Automated Water Supply Model¶
Automated Water Supply Model (AWSM) was developed at the USDA Agricultural Research Service (ARS) in Boise, ID. AWSM was designed to streamline the workflow used by the ARS to forecast the water supply of multiple water basins. AWSM standardizes the steps needed to distribute met. data with SMRF, run an energy and mass balance with iSnobal, and process the results, while maintaining the flexibility of each program.
The fastest way to get up and running with AWSM is to use the docker images that are prebuilt and can deployed cross platform.
To build AWSM natively from source checkout the install instructions here.
To mount a data volume, so that you can share data between the local filesystem and the docker, the -v option must be used. For a more in depth dicussion and tutorial, read about docker volumes. The container has a shared data volume at /data where the container can access the local filesystem.

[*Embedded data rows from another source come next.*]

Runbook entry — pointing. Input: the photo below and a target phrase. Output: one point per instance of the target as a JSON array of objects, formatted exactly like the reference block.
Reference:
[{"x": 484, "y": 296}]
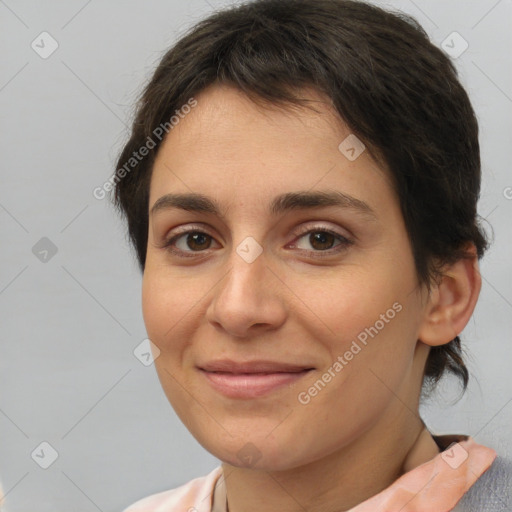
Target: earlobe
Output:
[{"x": 452, "y": 301}]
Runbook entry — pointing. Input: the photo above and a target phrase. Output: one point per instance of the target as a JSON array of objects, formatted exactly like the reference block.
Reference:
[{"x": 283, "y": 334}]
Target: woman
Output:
[{"x": 300, "y": 187}]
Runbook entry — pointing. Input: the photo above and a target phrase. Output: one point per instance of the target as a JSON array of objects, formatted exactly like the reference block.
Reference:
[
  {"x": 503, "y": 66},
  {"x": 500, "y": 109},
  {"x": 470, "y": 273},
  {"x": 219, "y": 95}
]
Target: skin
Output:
[{"x": 362, "y": 430}]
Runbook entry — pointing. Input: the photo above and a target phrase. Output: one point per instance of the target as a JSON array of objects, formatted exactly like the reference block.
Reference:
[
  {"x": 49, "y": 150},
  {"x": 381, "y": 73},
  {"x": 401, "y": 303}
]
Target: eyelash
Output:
[{"x": 343, "y": 245}]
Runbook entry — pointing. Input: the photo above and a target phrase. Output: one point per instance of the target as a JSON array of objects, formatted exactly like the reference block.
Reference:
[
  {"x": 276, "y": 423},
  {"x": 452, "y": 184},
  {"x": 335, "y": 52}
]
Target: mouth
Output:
[{"x": 251, "y": 379}]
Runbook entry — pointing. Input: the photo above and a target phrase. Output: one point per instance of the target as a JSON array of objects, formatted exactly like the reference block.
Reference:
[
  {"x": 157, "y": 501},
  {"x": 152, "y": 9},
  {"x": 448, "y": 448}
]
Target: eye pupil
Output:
[
  {"x": 320, "y": 237},
  {"x": 194, "y": 236}
]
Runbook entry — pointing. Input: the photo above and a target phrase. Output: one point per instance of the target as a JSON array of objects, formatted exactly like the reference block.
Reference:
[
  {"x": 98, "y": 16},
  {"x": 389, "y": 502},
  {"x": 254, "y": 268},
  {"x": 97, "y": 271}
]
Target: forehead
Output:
[{"x": 230, "y": 143}]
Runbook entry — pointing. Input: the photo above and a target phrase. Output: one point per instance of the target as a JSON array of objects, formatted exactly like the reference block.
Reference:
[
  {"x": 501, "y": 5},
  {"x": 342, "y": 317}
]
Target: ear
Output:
[{"x": 452, "y": 301}]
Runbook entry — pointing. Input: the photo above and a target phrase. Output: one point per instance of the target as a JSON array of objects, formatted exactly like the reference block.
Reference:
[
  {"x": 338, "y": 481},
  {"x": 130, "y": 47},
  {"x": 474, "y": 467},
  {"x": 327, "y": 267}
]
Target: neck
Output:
[
  {"x": 397, "y": 443},
  {"x": 335, "y": 483}
]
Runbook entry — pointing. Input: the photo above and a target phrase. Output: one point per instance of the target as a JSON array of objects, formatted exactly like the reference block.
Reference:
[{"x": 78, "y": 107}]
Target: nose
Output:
[{"x": 249, "y": 298}]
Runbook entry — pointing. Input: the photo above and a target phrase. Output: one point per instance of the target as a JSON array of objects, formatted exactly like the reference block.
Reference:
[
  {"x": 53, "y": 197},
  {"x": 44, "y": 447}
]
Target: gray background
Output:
[{"x": 69, "y": 325}]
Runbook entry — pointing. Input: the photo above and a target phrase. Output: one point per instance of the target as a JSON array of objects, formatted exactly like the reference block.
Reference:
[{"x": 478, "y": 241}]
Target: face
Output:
[{"x": 285, "y": 327}]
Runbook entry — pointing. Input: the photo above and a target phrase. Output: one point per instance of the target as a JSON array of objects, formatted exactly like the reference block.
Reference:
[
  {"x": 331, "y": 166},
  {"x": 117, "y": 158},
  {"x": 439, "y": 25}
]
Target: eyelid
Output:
[{"x": 313, "y": 226}]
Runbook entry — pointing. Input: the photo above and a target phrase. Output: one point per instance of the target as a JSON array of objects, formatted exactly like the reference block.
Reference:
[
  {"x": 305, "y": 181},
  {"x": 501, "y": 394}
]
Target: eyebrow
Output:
[{"x": 283, "y": 203}]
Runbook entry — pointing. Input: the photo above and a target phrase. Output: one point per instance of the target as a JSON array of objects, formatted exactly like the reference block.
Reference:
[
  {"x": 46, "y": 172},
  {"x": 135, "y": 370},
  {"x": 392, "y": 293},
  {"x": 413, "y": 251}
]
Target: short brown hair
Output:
[{"x": 397, "y": 92}]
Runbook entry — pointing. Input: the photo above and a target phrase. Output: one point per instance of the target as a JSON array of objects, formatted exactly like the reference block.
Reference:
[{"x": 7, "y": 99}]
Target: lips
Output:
[{"x": 245, "y": 380}]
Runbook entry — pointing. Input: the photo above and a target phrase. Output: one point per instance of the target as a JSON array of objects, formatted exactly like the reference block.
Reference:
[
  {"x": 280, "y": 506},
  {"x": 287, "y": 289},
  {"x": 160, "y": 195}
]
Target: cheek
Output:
[{"x": 163, "y": 310}]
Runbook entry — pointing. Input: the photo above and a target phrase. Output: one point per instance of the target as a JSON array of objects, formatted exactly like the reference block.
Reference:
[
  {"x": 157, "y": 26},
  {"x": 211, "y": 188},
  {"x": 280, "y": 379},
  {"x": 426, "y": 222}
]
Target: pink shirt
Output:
[{"x": 435, "y": 486}]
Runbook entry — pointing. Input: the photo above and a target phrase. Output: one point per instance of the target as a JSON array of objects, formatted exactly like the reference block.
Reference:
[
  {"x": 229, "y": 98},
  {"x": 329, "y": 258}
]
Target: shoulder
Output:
[
  {"x": 492, "y": 492},
  {"x": 194, "y": 496}
]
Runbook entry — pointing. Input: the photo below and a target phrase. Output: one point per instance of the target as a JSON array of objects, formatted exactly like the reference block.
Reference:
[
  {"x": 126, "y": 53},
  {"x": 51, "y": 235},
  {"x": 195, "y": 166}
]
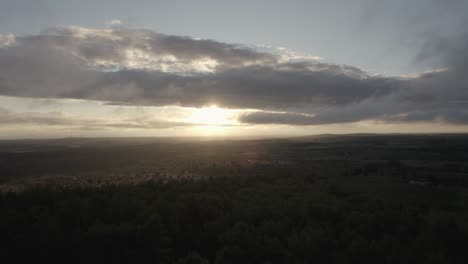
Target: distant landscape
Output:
[{"x": 328, "y": 199}]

When the image is run, it will go into the Python terminal within the image. Within this terminal, AWSM can be imported. The command /bin/bash can be appended to the end of docker run to enter into the docker terminal for full control. It will start in the /data location with AWSM code in /code/awsm.
docker run -v <path>:/data -it usdaarsnwrc/awsm [/bin/bash]
docker run -v /Users/<path>:/data -it usdaarsnwrc/awsm [/bin/bash]
docker run -v /c/Users/<path>:/data -it usdaarsnwrc/awsm [/bin/bash]
Running the test¶
docker run -it usdaarsnwrc/awsm /bin/bash cd /code/smrf gen_maxus --out_maxus test_data/topo/maxus.nc test_data/topo/dem.ipw cd /code/awsm awsm test_data/RME_run/config_pysnobal.ini
The output netCDF files will be placed in the /code/awsm/test_data/RME_run/output/rme/devel/wy1998/rme_test/runs/run1464_1670/output location.